Loop Revival Unfolds As Chicago's Center Of Gravity Spreads Out
The Loop has a reimagined look as it emerges from the worst effects of the pandemic, and the city's concentration of activity looks different, too.
As conversions and new projects shift the focus of downtown Chicago from an office district to a mixed-use neighborhood, development throughout the city’s many neighborhoods is creating fresh pockets of density, activity and investment.
The result is a transformation in how the city functions — more like a network than a centralized hub of activity, panelists said at both Bisnow’s Chicago Architecture and Design Summit and its Construction and Development Summit, each held at The Drake Hotel on April 14.
“What's happening now, in some ways, is a rebirth. It's a reinvestment. It's a recalibration,” said Charles Smith, principal at CannonDesign.
“It's coming up like a phoenix,” he added. “There's money out there that's betting on the Loop, and there's a good reason for it.”
Major investment has flowed into downtown over the past few years.
The city is helping back a glut of office-to-residential conversions in the central business district that will help the Loop begin to diversify its real estate uses. The city’s LaSalle Street Corridor initiative is partially backing six of these conversions through tax increment financing.
When completed, the corridor conversions are expected to boost the downtown housing stock by about 1,800 units and remove hundreds of thousands of square feet of older office space from the city’s supply.
“Chicago is at the forefront of repositioning old, obsolete office buildings,” said Jeff Cohen, deputy commissioner for the city’s Bureau of Economic Development. “Taking the existing stock, repurposing it, leveraging it with incentives, I think, is a really great way to take obsolete office buildings or any other kind of property that's looking to become active.”
Google is also getting closer to completing its long-awaited move into the renovated Thompson Center in the Loop. In March, CBRE was tapped to handle the building's office leasing for some of the space in its headquarters and Savills to handle retail leasing.
The tech giant anticipates interior construction to last through 2027 and plans to move about 2,000 employees into the headquarters later in the year.
The flow of the city has traditionally centered on people traveling back and forth into downtown from their respective neighborhoods, said Paul Schlapobersky, principal at SCB. He said following the pandemic, there has been a broader shift nationally in where activity is concentrated throughout cities.
“If you look at the layout of the subway lines … they're predicated on you always coming back to the source of where that star exploded,” Schlapobersky said. “I do think, in the post-pandemic world, there has been a shift.”
Schlapobersky said cities are pivoting from a single, dominant downtown toward a more multinodal model, with economic activity spreading across strong neighborhood hubs. That shift allows people to live, work and spend time closer to home rather than relying on one central business district.
In Chicago, he said that means leaning further into its neighborhoods as drivers of growth, building on existing local corridors rather than depending solely on the Loop to anchor activity.
“I believe that the transformation that is necessary is the enabling of the creation of nodes so that that movement pattern is not just the downtown and back out, but that you start to get a constellation pattern,” Schlapobersky said.
Smith said neighborhoods are successful when they're multifaceted. The pandemic had a major impact on neighborhoods as people stopped leaving them to go to the workplace.
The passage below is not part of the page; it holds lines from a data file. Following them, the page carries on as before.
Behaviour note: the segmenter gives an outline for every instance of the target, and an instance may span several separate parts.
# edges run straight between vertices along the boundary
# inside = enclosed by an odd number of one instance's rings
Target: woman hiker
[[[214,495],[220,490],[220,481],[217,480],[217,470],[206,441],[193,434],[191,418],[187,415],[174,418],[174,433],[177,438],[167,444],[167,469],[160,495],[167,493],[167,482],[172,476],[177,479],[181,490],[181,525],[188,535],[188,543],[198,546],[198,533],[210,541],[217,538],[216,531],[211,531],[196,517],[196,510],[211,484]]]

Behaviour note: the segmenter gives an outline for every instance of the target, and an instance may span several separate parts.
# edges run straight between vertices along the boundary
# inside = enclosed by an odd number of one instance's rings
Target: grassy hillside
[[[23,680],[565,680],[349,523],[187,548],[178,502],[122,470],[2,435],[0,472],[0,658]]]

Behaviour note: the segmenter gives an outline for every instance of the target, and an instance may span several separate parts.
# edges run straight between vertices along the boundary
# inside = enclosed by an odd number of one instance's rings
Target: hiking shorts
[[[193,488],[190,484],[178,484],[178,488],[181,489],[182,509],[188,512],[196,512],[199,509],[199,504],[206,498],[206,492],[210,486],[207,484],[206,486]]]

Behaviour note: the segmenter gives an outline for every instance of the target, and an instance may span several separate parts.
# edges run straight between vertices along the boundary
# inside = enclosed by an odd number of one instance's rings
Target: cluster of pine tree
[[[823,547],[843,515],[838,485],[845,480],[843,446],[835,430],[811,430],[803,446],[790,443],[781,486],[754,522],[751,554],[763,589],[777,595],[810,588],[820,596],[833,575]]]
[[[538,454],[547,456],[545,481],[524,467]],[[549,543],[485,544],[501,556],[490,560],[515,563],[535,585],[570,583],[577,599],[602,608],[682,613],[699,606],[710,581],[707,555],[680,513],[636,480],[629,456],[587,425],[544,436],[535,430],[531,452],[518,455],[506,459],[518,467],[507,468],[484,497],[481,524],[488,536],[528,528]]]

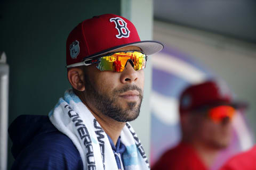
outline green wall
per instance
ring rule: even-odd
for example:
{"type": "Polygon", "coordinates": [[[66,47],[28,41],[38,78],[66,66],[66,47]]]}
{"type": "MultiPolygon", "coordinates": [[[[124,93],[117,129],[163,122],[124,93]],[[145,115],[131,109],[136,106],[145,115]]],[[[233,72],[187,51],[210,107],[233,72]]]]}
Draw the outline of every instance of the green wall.
{"type": "MultiPolygon", "coordinates": [[[[21,114],[47,115],[70,87],[66,40],[78,23],[121,14],[119,0],[0,2],[0,51],[10,65],[9,124],[21,114]]],[[[31,127],[33,128],[33,127],[31,127]]],[[[9,169],[13,161],[9,142],[9,169]]]]}

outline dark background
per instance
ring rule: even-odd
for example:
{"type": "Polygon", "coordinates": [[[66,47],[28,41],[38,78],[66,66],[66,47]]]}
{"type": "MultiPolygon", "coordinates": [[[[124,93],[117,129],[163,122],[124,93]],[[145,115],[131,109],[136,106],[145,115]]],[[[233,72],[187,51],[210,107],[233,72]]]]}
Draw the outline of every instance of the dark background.
{"type": "MultiPolygon", "coordinates": [[[[120,6],[119,0],[0,1],[0,51],[10,66],[9,124],[21,114],[48,114],[70,87],[65,68],[69,33],[94,15],[120,15],[120,6]]],[[[8,169],[11,145],[9,139],[8,169]]]]}

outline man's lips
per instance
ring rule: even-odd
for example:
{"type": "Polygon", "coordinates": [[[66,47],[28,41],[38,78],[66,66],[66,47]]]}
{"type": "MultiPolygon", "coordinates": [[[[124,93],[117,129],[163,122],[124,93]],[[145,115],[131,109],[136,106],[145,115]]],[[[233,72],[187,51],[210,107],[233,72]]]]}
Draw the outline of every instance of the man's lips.
{"type": "Polygon", "coordinates": [[[137,90],[129,90],[121,94],[119,96],[129,100],[137,100],[139,95],[140,93],[137,90]]]}

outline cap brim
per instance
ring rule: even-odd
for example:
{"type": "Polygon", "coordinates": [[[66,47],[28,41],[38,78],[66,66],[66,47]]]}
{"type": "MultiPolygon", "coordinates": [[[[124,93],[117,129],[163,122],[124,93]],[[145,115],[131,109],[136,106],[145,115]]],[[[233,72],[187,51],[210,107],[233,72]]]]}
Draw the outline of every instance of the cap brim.
{"type": "Polygon", "coordinates": [[[115,50],[127,46],[134,46],[140,47],[141,50],[147,55],[151,55],[156,53],[164,48],[164,45],[159,42],[156,41],[142,41],[138,42],[134,42],[132,43],[123,44],[121,46],[116,46],[111,48],[106,49],[100,52],[93,54],[89,56],[85,57],[84,60],[90,59],[101,56],[109,53],[110,53],[115,50]]]}

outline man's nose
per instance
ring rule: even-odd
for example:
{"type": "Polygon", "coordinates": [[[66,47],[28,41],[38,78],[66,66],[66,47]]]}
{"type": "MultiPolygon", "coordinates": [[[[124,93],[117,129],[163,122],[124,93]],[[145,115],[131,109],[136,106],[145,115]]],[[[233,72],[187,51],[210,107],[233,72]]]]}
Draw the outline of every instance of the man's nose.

“Now, most neighborhoods, you go out and the coffee shops are full and people are working,” Smith said.
Schlapobersky said transit is the key to tying it all together, enabling movement between the Loop and neighborhood hubs in a way that is often easier than driving and parking.
That connectivity supports both downtown’s recovery and the shift toward a more neighborhood-driven model.
“In a big city, there can be a tendency towards trying to lead a localized existence within the metropolitan area because it becomes so onerous to move around,” Schlapobersky said. “People have been awakened to the idea that they can lead a village existence and they don't have to shut out downtown.”